Deux sanctions en moins d'une semaine: les États-Unis ont interdit à leurs citoyens de faire tout type d'affaires avec la société d'État cubaine qui gère les envois de fonds, quelques jours à peine après leur avoir interdit de loger dans les hôtels de l'île et d'emporter du rhum ou de l'alcool avec eux. l'île des Caraïbes.

Lundi 28 novembre, le Département d'Etat a sanctionné la société American International Services (AIS), qui traite les envois de proches de Cubains à l'étranger, pour être contrôlée par l'armée.

"Les bénéfices de ces opérations bénéficient de manière disproportionnée à l'armée cubaine, ce qui encourage la répression du peuple cubain", a déclaré le secrétaire d'État Mike Pompeo.

La réponse du gouvernement cubain est venue du ministre des Relations étrangères de l'île, Bruno Rodríguez, qui a affirmé qu'il s'agissait d'une "manœuvre visant à nuire au peuple cubain et aux liens des familles des deux pays".

Les entreprises étrangères qui souhaitent opérer à Cuba doivent avoir un homologue étatique et, dans le cas de Western Union, ce partenaire est Fincimex depuis 2016, qui a déjà été sanctionné en juillet et qui traite également les opérations avec les cartes Visa et Mastercard, ainsi que une partie des paiements Airbnb à vos hôtes cubains.

Des décisions clés à un moment clé

Depuis que le président américain Donald Trump a pris ses fonctions en janvier 2017, il a durci sa position contre les dirigeants de l'île des Caraïbes.
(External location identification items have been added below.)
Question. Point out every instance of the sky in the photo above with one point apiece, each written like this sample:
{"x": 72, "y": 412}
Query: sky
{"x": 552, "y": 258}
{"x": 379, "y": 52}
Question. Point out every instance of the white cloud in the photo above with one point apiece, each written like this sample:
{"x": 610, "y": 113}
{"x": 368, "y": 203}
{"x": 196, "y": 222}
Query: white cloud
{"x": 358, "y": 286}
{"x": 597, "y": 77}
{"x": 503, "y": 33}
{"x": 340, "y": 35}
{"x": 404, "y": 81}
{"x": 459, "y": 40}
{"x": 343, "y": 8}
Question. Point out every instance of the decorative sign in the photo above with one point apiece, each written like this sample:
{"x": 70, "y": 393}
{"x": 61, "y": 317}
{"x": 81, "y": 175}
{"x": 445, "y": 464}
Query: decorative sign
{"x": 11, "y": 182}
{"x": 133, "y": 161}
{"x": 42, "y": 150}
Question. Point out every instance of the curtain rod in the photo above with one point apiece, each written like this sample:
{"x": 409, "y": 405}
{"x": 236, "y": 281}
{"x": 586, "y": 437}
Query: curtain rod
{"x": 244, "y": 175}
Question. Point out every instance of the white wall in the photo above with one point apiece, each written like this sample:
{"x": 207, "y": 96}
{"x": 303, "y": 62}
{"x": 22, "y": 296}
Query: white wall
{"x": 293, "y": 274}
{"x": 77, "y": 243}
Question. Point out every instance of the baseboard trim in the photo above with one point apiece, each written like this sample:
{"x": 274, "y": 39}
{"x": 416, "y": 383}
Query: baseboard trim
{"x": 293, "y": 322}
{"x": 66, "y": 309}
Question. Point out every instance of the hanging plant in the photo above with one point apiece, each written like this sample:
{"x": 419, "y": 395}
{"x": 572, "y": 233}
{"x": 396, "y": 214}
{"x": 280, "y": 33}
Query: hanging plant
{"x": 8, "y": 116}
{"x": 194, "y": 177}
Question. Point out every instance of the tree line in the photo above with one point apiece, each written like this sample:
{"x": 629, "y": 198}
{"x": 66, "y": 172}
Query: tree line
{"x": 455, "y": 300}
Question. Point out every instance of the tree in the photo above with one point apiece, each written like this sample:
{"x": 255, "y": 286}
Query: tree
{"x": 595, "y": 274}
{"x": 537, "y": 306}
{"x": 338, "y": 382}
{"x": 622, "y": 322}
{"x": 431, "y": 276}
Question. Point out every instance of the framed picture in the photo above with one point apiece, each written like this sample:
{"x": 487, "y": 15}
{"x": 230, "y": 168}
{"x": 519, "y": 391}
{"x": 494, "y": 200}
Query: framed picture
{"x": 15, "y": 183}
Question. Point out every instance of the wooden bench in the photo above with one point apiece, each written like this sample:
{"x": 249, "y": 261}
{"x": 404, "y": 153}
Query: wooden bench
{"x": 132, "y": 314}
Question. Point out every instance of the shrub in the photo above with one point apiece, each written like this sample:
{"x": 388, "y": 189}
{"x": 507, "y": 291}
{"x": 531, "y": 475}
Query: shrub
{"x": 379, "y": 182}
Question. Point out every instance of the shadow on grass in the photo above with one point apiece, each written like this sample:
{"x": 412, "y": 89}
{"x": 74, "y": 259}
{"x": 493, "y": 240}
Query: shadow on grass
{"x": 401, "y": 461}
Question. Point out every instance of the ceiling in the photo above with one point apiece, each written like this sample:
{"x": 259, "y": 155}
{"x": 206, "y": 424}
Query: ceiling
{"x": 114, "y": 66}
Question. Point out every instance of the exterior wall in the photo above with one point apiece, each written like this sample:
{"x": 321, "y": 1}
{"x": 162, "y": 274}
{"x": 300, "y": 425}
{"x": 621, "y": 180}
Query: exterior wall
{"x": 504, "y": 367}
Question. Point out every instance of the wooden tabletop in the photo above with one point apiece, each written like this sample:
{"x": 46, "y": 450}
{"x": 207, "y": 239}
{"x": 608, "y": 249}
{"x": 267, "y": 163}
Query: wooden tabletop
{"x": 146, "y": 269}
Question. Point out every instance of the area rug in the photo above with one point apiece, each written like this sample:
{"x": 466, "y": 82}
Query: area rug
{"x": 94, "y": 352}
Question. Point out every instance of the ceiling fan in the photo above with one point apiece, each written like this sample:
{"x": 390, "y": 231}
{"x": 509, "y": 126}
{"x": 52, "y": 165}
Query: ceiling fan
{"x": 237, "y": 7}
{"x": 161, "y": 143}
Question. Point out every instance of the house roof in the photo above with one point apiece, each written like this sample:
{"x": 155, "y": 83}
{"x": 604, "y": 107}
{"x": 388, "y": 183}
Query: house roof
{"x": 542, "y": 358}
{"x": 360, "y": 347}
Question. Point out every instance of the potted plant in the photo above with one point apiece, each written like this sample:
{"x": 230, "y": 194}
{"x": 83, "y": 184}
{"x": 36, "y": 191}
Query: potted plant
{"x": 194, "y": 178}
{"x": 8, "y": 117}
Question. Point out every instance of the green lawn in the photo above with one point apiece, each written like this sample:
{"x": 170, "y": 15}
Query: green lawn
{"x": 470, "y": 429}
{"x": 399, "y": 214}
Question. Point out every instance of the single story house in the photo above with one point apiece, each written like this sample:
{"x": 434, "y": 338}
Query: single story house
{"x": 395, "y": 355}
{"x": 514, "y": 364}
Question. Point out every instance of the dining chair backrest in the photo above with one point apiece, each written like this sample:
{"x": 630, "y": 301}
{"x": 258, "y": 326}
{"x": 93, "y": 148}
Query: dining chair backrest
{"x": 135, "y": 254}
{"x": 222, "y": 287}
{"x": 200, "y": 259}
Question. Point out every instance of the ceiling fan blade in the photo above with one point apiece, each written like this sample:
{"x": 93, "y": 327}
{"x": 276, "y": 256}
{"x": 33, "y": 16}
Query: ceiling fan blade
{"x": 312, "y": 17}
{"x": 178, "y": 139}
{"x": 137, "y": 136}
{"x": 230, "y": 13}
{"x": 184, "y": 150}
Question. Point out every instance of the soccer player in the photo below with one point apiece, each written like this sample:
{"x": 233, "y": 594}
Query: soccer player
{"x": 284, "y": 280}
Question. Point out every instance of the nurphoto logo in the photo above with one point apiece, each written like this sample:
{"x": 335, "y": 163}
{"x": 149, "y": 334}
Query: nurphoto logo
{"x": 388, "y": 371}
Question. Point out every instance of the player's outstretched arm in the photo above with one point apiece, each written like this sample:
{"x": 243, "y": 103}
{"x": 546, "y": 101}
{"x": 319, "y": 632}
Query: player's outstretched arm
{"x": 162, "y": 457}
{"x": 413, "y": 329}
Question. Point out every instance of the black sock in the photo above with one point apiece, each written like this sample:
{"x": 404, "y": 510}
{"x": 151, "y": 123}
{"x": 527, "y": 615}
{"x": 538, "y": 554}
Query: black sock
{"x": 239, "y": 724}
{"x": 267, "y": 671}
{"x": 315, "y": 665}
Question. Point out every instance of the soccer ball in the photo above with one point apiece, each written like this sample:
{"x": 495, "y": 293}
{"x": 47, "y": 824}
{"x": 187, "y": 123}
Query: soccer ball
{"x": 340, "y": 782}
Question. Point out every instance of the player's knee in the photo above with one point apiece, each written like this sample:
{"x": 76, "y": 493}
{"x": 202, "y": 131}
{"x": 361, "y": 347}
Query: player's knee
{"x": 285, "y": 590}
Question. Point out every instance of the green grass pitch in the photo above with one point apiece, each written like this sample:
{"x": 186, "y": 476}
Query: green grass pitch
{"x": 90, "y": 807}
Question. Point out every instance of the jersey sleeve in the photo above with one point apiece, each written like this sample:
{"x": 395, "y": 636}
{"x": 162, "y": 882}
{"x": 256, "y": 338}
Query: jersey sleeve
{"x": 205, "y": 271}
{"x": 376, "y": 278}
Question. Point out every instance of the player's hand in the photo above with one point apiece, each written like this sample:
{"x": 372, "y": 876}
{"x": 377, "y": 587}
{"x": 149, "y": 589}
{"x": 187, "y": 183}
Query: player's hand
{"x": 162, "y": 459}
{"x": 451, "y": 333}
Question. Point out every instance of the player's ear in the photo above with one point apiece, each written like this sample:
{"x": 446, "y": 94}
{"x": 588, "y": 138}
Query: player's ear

Cela a été démontré par l'interdiction des croisières et des vols en provenance des États-Unis vers tous les aéroports cubains, à l'exception de celui de La Havane.

Mais ces derniers mois, il a renforcé cette position par une cascade de sanctions. Il y a quelques jours à peine, l'administration Trump a interdit aux citoyens américains de rapporter chez eux du rhum ou des cigares cubains et de séjourner dans des hôtels appartenant au gouvernement cubain.

Mais il y a ceux qui croient que leurs actions ne sont pas gratuites et que le fait que les élections présidentielles aux États-Unis approchent n'est pas une simple coïncidence. Pour certains analystes, ses décisions ont été bien accueillies dans la vaste communauté cubano-américaine du sud de la Floride, à l'approche des élections du 3 novembre.